The net effect on perceived quality is negative because:

  1. Loss aversion is asymmetric. A client whose 100-hour task is deprioritized to last experiences a large, salient negative. A client whose 1-hour task moves from position 5 to position 1 experiences a small, often unnoticed positive. The absolute dissatisfaction created exceeds the absolute satisfaction gained.

  2. High-effort tasks correlate with high-value clients. Large tasks are disproportionately likely to come from major clients, complex contracts, or critical business needs. Systematically giving these clients the worst experience is anti-correlated with revenue and retention.

  3. Starvation compounds. In a continuous system (Theorem 3), large tasks are not merely delayed — they may be indefinitely deferred as new small tasks keep arriving. The affected client's satisfaction does not merely decrease; it collapses entirely.

Theorem 7 (The Core Result).
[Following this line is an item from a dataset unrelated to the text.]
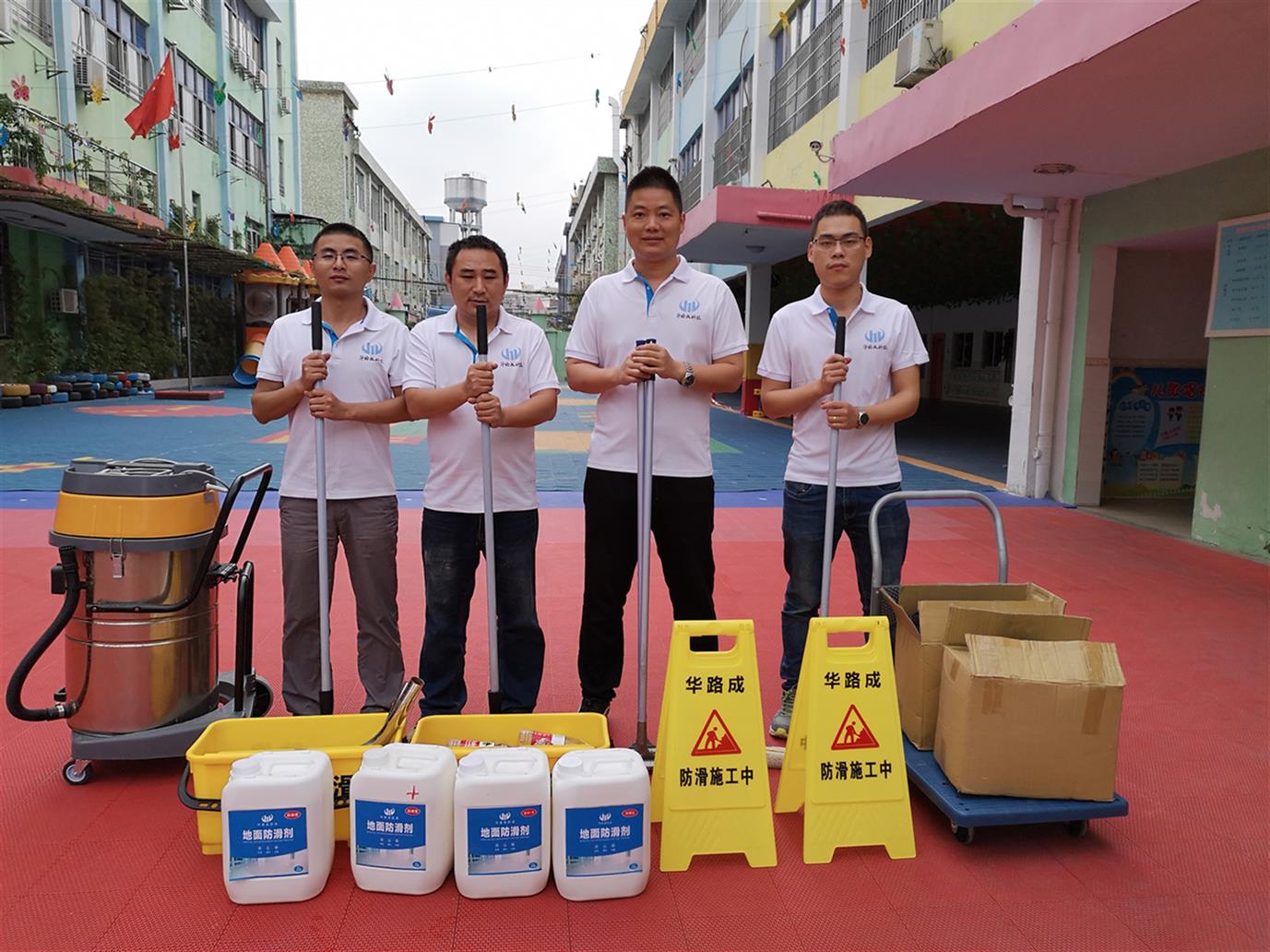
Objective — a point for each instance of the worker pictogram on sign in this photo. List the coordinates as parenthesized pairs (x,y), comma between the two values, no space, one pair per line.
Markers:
(854,733)
(715,739)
For a team processing tasks of non-uniform size, adopting unweighted mean completion time as a performance metric:

(a) Provides zero productivity gain (Theorem 6), while (b) Maximally degrading satisfaction for clients with the largest tasks (Theorem 4), and (c) Maximally increasing inequality in service quality across clients (Theorem 5).

This is not a tradeoff — there is no compensating benefit on the productivity side. The metric creates a pure transfer of service quality from high-effort clients to low-effort clients, with no net work gained.
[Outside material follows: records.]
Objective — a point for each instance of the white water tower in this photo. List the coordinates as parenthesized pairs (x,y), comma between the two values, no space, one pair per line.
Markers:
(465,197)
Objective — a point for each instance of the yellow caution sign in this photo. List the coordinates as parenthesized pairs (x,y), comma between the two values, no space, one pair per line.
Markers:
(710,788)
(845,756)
A team using unweighted mean completion time as its performance metric will, under rational optimization, simultaneously fail to improve productivity and systematically degrade the experience of its most demanding clients. \blacksquare


8. When Unweighted Mean Completion Time Is Valid

For completeness: the unweighted metric is appropriate if and only if all tasks are approximately equal in size (p_i \approx p_j for all i, j). In this case, the work-weighted and unweighted statistics converge, SPT and FIFO produce similar schedules, and slowdown ratios are naturally equal.

The pathology arises specifically from variance in task size. The greater the variance, the greater the distortion, and the more damage the metric causes when optimized.


9. Conclusion

The unweighted average completion time is a biased statistic that:

  1. Can be gamed by scheduling policy (Theorem 1), unlike work-weighted completion time which is schedule-invariant (Theorem 2).
  2. Incentivizes starvation of large tasks (Theorem 3).
  3. Contradicts Little's Law unless tasks are uniformly sized.
  4. Degrades client satisfaction with zero compensating productivity gain (Theorem 7).

A metric that can be improved by reordering work — without doing any additional work — is measuring the scheduling policy, not the system's capacity or effectiveness. When optimized, it actively harms the clients who need the most from the system.

Unweighted average completion time is not a fair or accurate measurement of task execution performance. Its adoption as a team metric will rationally produce starvation of complex work, inequitable client outcomes, and the illusion of productivity where none exists.


This proof was developed conversationally and formalized on 2026-03-28.